DEAR St. Patrick,
Greetings from the west of your Ireland on a fine spring day. This is a very belated thank you note from Cormac MacConnell, who today realized for the very first time that he owes his total existence entirely to you.
That realization, dear Patrick, struck me like a bolt of lightning when I was walking my dogs on the shores of the Lough Derg on the Shannon from which I live only yards away these times as you well know. I stopped in my tracks!
Truly, were it not for the continuing powerful reality of your St. Patrick's Purgatory island in the center of the other Lough Derg away above in Donegal I would not be here. Thanks again.
I have had a long and happy life so far because of your intervention in a lateral fashion in the lives and love of my parents away back in the thirties of the last century when the Catholic Church you left behind here in Ireland was in its full pomp and power and ruled its people with an iron hand.
Anyway Patrick, as again you know well, there was no way in that Ireland that a young, decent courting couple like Sandy MacConnell the grocer and Mary Bannon the local teacher could go away together for a whole weekend un-chaperoned without it being the scandal of the parish for the next month at least. But, the Lord be praised, there was one loophole of a penitential nature and that was your Purgatory island in Lough Derg outside the village of Pettigo in Donegal. A couple could go there for the weekend because it was an extremely harsh pilgrimage featuring starvation, bare feet on rocky ground, deprivation of sleep for 48 hours and totally separated sleeping quarters in the men's hostel and the women's hostel when a few hours sleep was finally permitted. I did it myself as a teenager, and surely your Purgatory is tough.

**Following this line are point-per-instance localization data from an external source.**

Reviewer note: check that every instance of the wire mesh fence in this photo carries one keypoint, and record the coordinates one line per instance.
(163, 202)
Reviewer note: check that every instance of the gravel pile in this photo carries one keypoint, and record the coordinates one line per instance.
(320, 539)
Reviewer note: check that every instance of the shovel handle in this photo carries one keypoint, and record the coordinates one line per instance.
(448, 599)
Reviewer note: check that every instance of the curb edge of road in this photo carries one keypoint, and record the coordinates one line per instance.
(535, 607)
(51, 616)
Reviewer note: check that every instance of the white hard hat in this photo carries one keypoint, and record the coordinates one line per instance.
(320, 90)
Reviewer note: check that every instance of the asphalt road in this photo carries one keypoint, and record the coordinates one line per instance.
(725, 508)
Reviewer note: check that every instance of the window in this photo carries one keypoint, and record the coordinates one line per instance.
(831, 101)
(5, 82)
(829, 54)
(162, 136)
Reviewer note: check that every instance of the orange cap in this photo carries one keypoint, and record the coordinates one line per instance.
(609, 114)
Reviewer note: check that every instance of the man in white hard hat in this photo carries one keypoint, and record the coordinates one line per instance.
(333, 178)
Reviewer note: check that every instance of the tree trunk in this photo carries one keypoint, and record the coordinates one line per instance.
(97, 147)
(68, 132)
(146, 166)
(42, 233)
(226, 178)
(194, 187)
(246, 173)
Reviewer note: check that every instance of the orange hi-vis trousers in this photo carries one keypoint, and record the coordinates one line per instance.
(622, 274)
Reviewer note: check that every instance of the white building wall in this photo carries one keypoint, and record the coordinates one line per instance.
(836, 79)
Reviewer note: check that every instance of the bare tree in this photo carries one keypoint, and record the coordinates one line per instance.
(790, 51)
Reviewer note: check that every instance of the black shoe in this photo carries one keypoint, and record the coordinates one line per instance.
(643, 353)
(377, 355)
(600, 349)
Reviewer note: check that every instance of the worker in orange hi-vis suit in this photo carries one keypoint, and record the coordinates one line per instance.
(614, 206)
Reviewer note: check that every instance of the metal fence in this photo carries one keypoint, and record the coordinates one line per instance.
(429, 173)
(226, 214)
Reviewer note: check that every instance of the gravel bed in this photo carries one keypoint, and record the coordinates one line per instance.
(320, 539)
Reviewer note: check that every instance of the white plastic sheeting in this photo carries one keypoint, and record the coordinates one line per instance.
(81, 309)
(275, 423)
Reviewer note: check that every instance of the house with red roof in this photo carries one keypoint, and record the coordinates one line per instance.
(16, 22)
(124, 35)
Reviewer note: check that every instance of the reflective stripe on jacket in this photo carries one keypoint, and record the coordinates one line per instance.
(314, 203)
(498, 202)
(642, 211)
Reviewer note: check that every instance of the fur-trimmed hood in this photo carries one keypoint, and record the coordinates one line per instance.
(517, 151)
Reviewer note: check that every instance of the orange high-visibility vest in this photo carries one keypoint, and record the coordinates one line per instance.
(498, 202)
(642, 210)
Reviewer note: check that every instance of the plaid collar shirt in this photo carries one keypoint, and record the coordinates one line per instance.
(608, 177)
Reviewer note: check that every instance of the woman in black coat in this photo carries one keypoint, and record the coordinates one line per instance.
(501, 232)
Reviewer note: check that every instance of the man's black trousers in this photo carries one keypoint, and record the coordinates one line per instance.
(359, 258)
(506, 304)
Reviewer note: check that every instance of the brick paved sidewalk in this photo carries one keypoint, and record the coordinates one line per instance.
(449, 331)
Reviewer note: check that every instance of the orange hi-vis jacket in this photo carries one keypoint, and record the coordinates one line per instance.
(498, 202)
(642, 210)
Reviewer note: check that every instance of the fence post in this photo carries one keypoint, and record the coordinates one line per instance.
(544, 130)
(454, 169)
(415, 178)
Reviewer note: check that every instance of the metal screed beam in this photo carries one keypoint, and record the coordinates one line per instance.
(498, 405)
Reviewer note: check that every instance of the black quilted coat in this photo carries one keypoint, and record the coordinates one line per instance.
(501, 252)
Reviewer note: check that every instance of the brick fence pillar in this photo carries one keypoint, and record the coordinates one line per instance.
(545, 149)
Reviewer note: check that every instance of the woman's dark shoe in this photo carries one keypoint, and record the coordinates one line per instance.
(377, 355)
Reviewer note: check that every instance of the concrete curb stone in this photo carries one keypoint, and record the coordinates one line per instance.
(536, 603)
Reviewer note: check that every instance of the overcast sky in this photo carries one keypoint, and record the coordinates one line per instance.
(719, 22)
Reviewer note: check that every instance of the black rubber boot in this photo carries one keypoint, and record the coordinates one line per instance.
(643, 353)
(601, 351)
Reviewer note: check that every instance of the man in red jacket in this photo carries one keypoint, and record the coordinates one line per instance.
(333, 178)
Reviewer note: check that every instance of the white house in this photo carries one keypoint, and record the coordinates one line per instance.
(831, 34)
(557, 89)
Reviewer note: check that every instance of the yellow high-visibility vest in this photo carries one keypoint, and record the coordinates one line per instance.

Well, when Mary was a widow with Sandy in heaven before her many years later she and I had a brief holiday together in Sligo and Mayo, and she told me about that trip with a big smile on her face. She said that the second day, after being up all night praying, eating only toast and drinking black tea, your feet bleeding, and it raining heavily too, that the greatest penance for her altogether was that she was nearly eaten alive by the swarms of midges (little flies) over the stone circle-shaped beds around which you have to stumble as you pray.
Each of those sessions was and is called a station, as you well know Patrick, and when she had completed one of them with great difficulty in the rain the bold Sandy approached her and instantly proposed marriage. She said that Sandy stated she would never look more miserable ever again than she looked that minute with her hair hanging down her head in wet streels (ringlets), her feet bleeding, her face covered with insect bites and her eyes glazed with the want of sleep.
Sandy said she was not a pretty sight but he'd marry her anyway if she agreed. And she agreed at once of course. A spark of romance on your island of pain and suffering.
So they got back home after that truly dirty weekend, announced their engagement to the parish, married a year or so later and enthusiastically began the biological bliss that resulted in their five children, of whom I was the second to arrive in this world one January safe and well and (there are photos to prove it!) very beautiful indeed.
I believe none of that might have occurred were it not for the existence to this day of your Purgatory on Lough Derg. Because Mary was being hotly pursued by other potential husbands at the time and Sandy probably was just in the right place at the right time.
Thanks again for that, and I will raise a glass to both yourself and my parents next month when your big day arrives again.
Keep well in the meantime,
PS: I am truly very grateful but no way will I ever go near your Purgatory in Donegal ever again. You can count on that!